Figure one potato per person for a beginning. Maybe 1/2 per person.
Wash, coat lightly with oil and put them in the oven to bake until the skin puffs up real big. If it dries and wrinkles you are too late: all the juice has evaporated. You will have to add a little water. I prefer chicken stock.
Remove the potatoes from the oven, peal of the skins carefully so as not to disturb the potato. Slice or cut with kitchen scissors or a knife one inch or less wide across the grain. This will eliminate the strings that you mentioned. Cut off and toss the two potato butts. That is where all the strings come together to support the meat.
Grease a 9/13 baking dish. Set aside.
In a large bowl put the sliced hot potatoes. Smash and hand beat the meat with vigor. Some of my friends say, “Leave them lumpy.”
Stir in a goodly amount of pecans or walnuts. Leave the nuts as large chunks or halves so the casseole does not feel like gravel in the mouth.
At this point it is all about texture.
Ever wonder why kids do not like nuts in the their brownies: gravel. The ‘rocks’ they call them get hung up in their missing teeth slots and later in life their braces.
Stir in light brown sugar to taste. Do not use dark brown sugar as the potatoes will turn an inedible color. Too sweet is not good. Remember the nuts are sweet; the potatoes are sweet. I don’t add much salt but maybe just a little Pure Vanilla liquor ( a little goes a long way, so be careful). Most stores still sell it if where you live in Alabama is not Pentecostal Baptist. The basic Southern Methodist township is the best.

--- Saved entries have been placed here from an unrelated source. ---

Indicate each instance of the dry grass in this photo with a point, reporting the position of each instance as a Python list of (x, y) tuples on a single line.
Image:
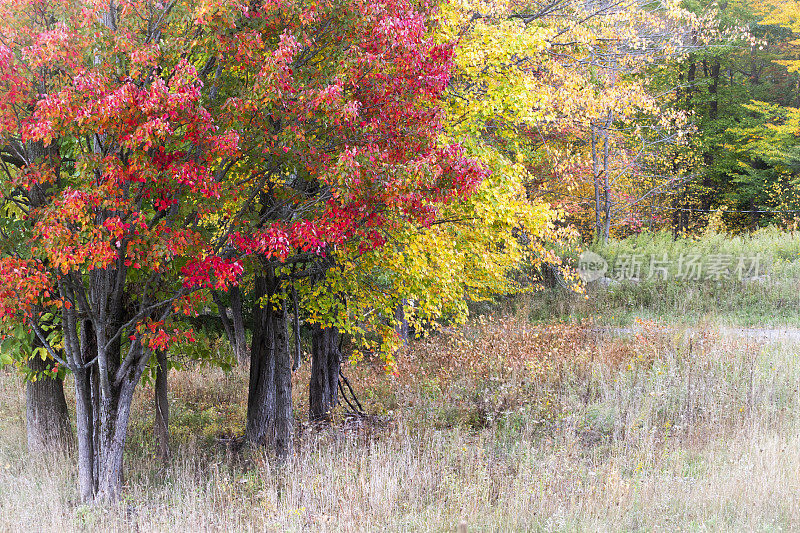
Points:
[(508, 426)]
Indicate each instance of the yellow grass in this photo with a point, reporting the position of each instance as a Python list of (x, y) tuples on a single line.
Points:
[(507, 426)]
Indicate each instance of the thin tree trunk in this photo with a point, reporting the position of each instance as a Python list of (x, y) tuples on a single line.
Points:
[(48, 427), (606, 184), (84, 419), (325, 362), (596, 180), (233, 324), (237, 318), (401, 323), (161, 422), (111, 474)]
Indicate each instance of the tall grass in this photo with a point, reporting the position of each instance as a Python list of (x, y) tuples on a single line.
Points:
[(771, 298), (505, 425)]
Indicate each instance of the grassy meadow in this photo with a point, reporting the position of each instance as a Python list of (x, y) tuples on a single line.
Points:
[(642, 408)]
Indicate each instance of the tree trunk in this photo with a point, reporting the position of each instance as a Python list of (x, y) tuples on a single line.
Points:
[(233, 324), (242, 354), (596, 178), (270, 420), (325, 361), (84, 420), (401, 323), (48, 426), (161, 422), (606, 183)]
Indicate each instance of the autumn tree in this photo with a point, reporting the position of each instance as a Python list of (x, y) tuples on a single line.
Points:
[(119, 240)]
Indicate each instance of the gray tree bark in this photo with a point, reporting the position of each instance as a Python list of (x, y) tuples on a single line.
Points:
[(270, 421), (325, 363), (48, 427)]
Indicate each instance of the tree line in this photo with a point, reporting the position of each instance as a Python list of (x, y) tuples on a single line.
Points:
[(339, 173)]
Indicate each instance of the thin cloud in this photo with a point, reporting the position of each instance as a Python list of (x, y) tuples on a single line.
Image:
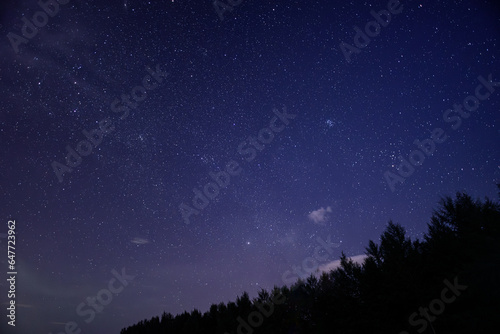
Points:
[(336, 264), (139, 241), (319, 216)]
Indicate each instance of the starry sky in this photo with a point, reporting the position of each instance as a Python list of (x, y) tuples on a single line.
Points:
[(188, 152)]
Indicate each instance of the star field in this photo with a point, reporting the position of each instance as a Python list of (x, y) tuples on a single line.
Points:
[(221, 88)]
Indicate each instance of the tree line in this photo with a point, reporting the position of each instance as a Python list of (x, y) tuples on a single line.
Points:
[(445, 283)]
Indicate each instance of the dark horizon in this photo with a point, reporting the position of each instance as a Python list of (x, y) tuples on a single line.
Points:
[(207, 152)]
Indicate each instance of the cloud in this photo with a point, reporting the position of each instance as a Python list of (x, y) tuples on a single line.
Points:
[(139, 241), (319, 216), (336, 264)]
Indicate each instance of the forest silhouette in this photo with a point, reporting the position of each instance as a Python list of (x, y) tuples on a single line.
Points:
[(446, 283)]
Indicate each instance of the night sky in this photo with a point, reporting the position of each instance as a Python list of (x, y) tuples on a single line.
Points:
[(205, 157)]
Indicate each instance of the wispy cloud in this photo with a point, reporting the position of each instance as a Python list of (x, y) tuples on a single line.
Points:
[(139, 241), (335, 264), (319, 216)]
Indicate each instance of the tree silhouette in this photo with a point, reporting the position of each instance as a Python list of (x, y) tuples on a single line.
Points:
[(398, 278)]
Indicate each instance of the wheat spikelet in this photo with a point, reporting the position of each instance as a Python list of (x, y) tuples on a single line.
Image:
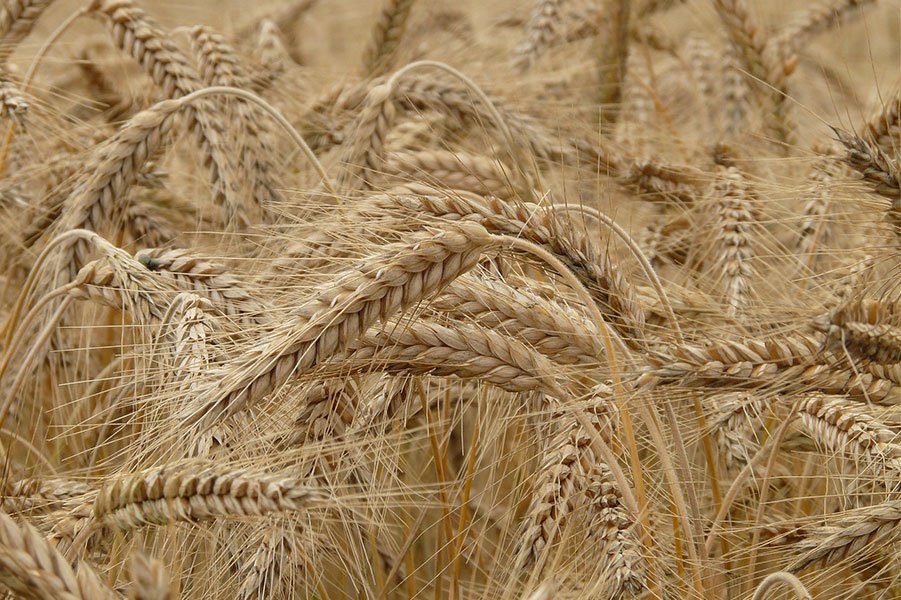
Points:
[(112, 168), (542, 227), (193, 273), (192, 329), (130, 288), (841, 426), (885, 128), (615, 529), (135, 33), (748, 39), (563, 474), (876, 167), (365, 152), (149, 579), (17, 19), (553, 496), (142, 224), (386, 35), (867, 327), (733, 250), (453, 170), (31, 567), (220, 65), (41, 494), (815, 229), (613, 58), (13, 105), (466, 352), (811, 22), (261, 575), (563, 335), (788, 362), (545, 25), (736, 423), (706, 69), (273, 55), (853, 534), (194, 491), (338, 313)]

I bought mine in Prince George on a liquor cruise.
Some people add pineapple. You can too, but remember that is adding sweet to sweet).

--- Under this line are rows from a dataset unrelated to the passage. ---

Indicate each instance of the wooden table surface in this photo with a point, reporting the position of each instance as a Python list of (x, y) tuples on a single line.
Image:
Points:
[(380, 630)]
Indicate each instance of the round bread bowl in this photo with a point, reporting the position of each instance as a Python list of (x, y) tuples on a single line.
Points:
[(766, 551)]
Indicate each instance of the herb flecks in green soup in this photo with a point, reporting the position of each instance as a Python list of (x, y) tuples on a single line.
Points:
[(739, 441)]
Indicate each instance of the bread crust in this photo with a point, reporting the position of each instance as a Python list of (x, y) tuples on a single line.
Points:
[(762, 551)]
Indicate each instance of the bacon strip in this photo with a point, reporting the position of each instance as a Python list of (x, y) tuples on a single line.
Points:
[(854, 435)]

If I am serving them in Texas, I stir in crumbles of hard fried bacon. Bacon is a seasoning down here in Zone 9.
Put the mixture into the greased baking dish. If you did not opt for the bacon, put patties of butter down into the mixture every so often.
Lay thinly sliced lemons solid across the top. Without the lemons the potatoes will turn dark and ugly. The lemons counter balance the sweetness.
Bake at 375 to 400 for 30 to 45 minutes. The lemons replace the foil cover. If this scares you, lightly lay a sheet on top of the baking dish so the steam will continue to escape.
Remove from the oven.
Remove the lemons. Some cooks often leave the lemons, or call them candied. I absolutely hate to bite into a lemon peal with a mouth set up for sweet. Some folks do not have a sweet tooth; rather a sweet jawbone.
Now for the grand finale.
TWO bags of Marshmallows: only use the large ones. Only use Marshmallow brand in the purple bag. I have my reasons and the off store brands lie. Those work best on the end of a coat hanger over a campfire.
Lay on the top back to back or side to side. This should take one bag of marshmallows.
Place the mixture on the bottom rung of the oven. Turn the oven on to broil. Leave the oven door cracked open.
STAND THERE and watch the marshmallows brown. If they start to brown on one side too much, turn the baking dish around.
Important Information: Do not A.D.D. on yourself and leave your post in order to do just one little old thing that won’t take a minute.
Believe me, you will forget the potatoes. Experienced cooks all know this.
The smoke alarm will go off : You will go back to the oven: You will open the door and the inside will resemble a girl scout campfire: You will shout:::::::FFFFFFFFUUUUUUUUCCCCCCCCCCKKKKKKK:::::::
Sixteen seated guest, your new husband’s entire family, will know your real self real well real quick. Only one will have the gumption to come into the smoke filled kitchen and say, “It’s okay, it’s okay, Rowwanda likes them that way.”
Translated: Rowwanda (Southern spelling) has learned to eat her failures.
Gently peal off the smouldering black breast plate armor so as not to get charcoal flakes in the potatoes. Reach for that second bag of Marshmallows and place them over the small amount of remaining white goo topping.
Gently brown the second line of volunteer marshmallows and seriously follow the previous directions. WaLa!! You have successfully completed the hardest part. Happy Thanksgiving!
Footnote: Down here in Texas we wrap Blue Ribbon thick sliced pepper bacon around everything; even Atlantic Alaskan Salmon. Our taste buds are prefried. And it is a good thing being able to re-fix and serve our cooking failures. We do not always have that priveledge with the rest of life’s mishappenings.
FROM: Gaylee’s Kitchen filled with promise.